色については、正確には青だけではなく「青と白」です。
イスラエルの国旗もこの2色ですよね。
青は空、白は清浄などを表していて、それぞれ高貴な色なんだそう。

その後イスラエル建国とともに彼らは去って行きましたが、
残ったムスリム達が今も習慣を引き継いで壁を塗り続けています。
宗教の異なる彼らですが、どういう経緯で習慣を続けるに至ったのか…
今の住民に聞いてみても「さあ」としか答えてくれませんでした。

君はこの街のどんな歴史を見てきたんだい。

今は「青い街!」と注目が集まって観光地として発展しているみたいですが
少し迷えばやっぱりただの住宅街。

元々は何の変哲もない、静かな山奥の街だったんでしょうね。

娯楽が少なかったのか、麻薬が手に入りやすいことでも有名だったりします。
「何を吸いに来たんだい?タバコ?ハシシ(マリファナ)?」と聞かれることもしばしば。
それ目当ての観光客がきっと多いんでしょうね。
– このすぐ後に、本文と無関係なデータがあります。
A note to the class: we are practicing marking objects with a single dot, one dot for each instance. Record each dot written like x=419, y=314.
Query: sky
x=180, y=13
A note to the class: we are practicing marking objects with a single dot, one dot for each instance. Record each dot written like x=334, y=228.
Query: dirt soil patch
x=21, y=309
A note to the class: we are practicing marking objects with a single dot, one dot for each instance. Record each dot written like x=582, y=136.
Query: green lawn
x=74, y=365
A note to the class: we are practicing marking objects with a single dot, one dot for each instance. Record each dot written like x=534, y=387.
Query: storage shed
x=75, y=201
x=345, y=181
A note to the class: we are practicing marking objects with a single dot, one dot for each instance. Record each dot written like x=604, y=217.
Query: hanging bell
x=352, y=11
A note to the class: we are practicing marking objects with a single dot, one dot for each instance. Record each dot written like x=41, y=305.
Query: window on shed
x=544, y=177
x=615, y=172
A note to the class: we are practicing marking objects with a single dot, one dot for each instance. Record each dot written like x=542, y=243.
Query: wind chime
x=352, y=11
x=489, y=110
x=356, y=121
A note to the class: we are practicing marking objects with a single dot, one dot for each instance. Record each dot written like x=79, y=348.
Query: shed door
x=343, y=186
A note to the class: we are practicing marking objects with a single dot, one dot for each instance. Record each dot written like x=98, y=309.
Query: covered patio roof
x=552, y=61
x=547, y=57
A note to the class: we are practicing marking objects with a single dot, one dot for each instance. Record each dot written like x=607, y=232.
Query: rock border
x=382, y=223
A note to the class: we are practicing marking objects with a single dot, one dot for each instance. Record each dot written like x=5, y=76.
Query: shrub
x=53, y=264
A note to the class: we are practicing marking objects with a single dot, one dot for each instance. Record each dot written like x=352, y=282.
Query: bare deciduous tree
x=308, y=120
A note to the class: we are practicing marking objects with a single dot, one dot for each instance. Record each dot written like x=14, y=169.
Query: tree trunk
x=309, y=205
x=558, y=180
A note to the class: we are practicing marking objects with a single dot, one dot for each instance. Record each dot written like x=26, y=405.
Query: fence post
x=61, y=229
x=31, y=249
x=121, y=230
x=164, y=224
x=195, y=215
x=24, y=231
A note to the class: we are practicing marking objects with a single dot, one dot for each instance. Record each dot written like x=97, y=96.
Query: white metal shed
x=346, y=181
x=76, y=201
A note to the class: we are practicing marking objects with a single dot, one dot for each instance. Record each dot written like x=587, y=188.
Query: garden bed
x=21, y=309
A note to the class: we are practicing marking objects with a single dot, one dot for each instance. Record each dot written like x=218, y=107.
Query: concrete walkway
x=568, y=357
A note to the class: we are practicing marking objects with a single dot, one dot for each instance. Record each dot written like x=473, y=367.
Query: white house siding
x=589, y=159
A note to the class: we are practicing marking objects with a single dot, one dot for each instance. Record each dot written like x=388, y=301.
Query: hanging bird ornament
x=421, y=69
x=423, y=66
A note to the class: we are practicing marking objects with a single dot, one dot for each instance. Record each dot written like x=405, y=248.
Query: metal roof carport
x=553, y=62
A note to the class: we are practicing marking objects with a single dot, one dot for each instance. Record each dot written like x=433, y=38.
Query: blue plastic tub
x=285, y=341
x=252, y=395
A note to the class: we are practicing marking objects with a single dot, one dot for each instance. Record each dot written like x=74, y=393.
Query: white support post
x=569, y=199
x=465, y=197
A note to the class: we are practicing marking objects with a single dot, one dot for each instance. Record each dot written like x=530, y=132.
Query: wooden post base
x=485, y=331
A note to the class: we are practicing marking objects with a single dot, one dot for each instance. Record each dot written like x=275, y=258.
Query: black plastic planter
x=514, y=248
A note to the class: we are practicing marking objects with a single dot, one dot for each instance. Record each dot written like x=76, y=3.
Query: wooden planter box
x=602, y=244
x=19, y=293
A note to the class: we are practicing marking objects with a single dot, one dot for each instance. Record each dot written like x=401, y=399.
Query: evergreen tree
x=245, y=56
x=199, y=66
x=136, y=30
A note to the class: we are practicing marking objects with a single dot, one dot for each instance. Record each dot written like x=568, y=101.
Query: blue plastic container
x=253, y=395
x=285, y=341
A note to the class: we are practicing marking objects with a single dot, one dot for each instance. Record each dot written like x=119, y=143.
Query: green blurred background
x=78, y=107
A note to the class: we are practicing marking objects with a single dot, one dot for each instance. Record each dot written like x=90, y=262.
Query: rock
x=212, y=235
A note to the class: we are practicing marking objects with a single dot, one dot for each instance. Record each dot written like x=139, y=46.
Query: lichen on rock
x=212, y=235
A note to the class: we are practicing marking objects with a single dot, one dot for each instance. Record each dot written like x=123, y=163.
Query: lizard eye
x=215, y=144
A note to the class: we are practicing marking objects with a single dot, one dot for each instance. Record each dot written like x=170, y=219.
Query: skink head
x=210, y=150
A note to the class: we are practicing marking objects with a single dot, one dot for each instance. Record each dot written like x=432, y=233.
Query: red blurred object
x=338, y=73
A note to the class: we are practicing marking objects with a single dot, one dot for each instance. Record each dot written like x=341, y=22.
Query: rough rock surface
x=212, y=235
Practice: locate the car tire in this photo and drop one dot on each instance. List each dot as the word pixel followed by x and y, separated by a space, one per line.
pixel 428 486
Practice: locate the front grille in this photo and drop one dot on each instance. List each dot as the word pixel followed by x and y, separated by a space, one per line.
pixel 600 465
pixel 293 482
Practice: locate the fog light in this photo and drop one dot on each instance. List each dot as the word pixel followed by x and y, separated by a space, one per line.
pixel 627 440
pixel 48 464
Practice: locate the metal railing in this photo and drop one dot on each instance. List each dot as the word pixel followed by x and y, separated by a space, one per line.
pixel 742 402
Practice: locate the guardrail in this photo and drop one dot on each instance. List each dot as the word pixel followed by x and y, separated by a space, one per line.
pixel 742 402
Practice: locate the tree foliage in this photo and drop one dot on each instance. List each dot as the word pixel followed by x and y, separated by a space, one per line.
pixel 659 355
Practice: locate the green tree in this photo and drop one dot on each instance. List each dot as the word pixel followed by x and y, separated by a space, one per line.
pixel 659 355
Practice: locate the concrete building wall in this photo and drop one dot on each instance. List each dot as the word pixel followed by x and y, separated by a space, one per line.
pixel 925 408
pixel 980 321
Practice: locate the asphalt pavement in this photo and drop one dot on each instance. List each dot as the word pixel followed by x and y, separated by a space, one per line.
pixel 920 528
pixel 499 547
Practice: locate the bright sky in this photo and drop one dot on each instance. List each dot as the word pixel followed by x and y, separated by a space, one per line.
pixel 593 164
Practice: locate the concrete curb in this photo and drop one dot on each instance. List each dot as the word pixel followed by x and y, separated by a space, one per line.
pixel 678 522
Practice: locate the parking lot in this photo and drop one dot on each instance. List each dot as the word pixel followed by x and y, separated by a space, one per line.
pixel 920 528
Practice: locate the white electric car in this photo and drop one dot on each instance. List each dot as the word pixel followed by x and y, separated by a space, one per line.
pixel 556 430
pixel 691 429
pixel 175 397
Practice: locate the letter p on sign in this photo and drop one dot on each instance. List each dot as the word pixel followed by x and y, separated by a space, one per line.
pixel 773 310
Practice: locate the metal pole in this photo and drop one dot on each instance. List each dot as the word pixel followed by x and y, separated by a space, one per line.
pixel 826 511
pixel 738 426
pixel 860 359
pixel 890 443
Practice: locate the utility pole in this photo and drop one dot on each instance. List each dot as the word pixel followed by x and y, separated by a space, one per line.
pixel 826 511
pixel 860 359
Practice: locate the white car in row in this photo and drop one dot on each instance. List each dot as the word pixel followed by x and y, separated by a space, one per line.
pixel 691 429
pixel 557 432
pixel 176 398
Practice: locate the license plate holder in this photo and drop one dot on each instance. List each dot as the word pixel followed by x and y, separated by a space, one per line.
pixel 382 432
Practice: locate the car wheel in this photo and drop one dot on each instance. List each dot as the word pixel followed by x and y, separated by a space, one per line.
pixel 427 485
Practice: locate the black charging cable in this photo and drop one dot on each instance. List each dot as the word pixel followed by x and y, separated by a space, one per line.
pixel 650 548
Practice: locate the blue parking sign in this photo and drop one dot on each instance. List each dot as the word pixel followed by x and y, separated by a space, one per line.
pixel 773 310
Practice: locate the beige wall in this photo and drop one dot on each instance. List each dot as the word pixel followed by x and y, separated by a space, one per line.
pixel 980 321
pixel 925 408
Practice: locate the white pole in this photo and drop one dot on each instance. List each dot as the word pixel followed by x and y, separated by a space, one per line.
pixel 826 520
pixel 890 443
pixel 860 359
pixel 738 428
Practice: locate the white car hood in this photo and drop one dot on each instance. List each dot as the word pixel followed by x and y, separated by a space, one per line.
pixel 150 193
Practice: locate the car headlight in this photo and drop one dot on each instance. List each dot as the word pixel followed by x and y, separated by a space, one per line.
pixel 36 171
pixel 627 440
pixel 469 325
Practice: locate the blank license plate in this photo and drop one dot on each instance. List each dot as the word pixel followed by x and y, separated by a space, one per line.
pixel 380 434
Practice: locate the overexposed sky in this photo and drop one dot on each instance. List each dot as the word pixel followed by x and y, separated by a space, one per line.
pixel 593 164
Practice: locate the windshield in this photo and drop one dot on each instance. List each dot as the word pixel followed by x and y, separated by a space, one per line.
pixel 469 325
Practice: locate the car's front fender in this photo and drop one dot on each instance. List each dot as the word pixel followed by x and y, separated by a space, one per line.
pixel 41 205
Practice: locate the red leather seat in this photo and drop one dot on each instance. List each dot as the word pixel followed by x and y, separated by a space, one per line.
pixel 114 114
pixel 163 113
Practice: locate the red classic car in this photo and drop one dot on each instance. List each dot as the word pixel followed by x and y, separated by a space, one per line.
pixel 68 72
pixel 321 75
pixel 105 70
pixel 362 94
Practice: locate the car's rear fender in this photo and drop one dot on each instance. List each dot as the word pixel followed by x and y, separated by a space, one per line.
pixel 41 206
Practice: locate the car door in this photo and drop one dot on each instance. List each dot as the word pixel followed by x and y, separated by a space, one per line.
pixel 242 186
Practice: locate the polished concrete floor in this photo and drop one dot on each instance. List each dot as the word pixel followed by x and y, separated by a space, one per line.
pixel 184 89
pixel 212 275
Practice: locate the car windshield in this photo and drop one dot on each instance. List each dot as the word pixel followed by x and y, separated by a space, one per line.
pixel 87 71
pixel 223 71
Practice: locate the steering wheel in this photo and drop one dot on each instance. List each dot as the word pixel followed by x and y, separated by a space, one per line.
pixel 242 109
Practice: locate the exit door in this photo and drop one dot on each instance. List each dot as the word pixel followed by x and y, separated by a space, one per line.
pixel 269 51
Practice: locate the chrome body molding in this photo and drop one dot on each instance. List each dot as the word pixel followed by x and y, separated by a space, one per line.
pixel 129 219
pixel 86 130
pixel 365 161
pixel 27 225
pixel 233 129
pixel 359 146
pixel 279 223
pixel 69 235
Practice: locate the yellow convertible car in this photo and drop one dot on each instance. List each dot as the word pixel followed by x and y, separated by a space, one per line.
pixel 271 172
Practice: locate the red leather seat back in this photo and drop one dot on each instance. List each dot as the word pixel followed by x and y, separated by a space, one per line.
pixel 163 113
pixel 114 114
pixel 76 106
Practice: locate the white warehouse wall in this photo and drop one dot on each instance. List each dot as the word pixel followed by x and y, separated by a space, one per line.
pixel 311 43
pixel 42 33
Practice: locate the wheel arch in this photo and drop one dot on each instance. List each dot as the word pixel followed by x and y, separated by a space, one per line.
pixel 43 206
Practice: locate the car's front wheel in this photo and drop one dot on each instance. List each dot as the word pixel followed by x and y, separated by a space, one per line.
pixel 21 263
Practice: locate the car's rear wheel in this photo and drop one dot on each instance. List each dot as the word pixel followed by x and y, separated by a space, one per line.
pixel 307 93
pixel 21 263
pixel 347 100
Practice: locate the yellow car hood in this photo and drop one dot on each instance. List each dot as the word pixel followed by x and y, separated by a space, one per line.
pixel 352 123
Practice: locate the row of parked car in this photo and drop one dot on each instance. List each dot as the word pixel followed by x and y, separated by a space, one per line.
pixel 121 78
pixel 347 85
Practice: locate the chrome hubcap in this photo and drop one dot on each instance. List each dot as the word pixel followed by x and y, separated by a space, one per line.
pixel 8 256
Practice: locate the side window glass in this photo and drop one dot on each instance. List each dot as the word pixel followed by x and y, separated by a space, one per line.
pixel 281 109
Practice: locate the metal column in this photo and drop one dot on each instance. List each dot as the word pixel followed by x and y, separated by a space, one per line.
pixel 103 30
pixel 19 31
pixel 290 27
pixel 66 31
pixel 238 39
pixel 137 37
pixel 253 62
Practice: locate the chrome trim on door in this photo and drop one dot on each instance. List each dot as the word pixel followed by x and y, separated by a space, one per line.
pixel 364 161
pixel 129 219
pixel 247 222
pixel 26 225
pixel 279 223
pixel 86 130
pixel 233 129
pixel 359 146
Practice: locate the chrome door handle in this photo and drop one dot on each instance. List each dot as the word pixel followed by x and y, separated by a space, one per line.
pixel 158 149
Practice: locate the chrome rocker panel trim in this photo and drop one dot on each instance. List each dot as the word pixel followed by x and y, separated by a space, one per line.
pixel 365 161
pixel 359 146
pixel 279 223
まったく。

一歩裏に入れば静かな、静かな場所でした。


最後に

多分、現在この街が抱えている問題は浅くはありません。
日本語でも英語でもきちんとした情報を見つけられていないのですが
宿のドミトリーで一緒だったジャーナリストが
「はやく取材から解放されたい。」と掠れた声で言っていたことを思い出します。

「ここの女の子達は、本当に沢山働くのよ。」

シャウエンを離れたのち、
この街の状況について色んな人に聞いてみたのですが
「あれでも随分マシになった」とのことでした。

どちらの言葉も本音で間違ってはいないのでしょう。

5年後、折り鶴を贈った子供達に確かな未来があることを、
今は祈るしかない21歳でした。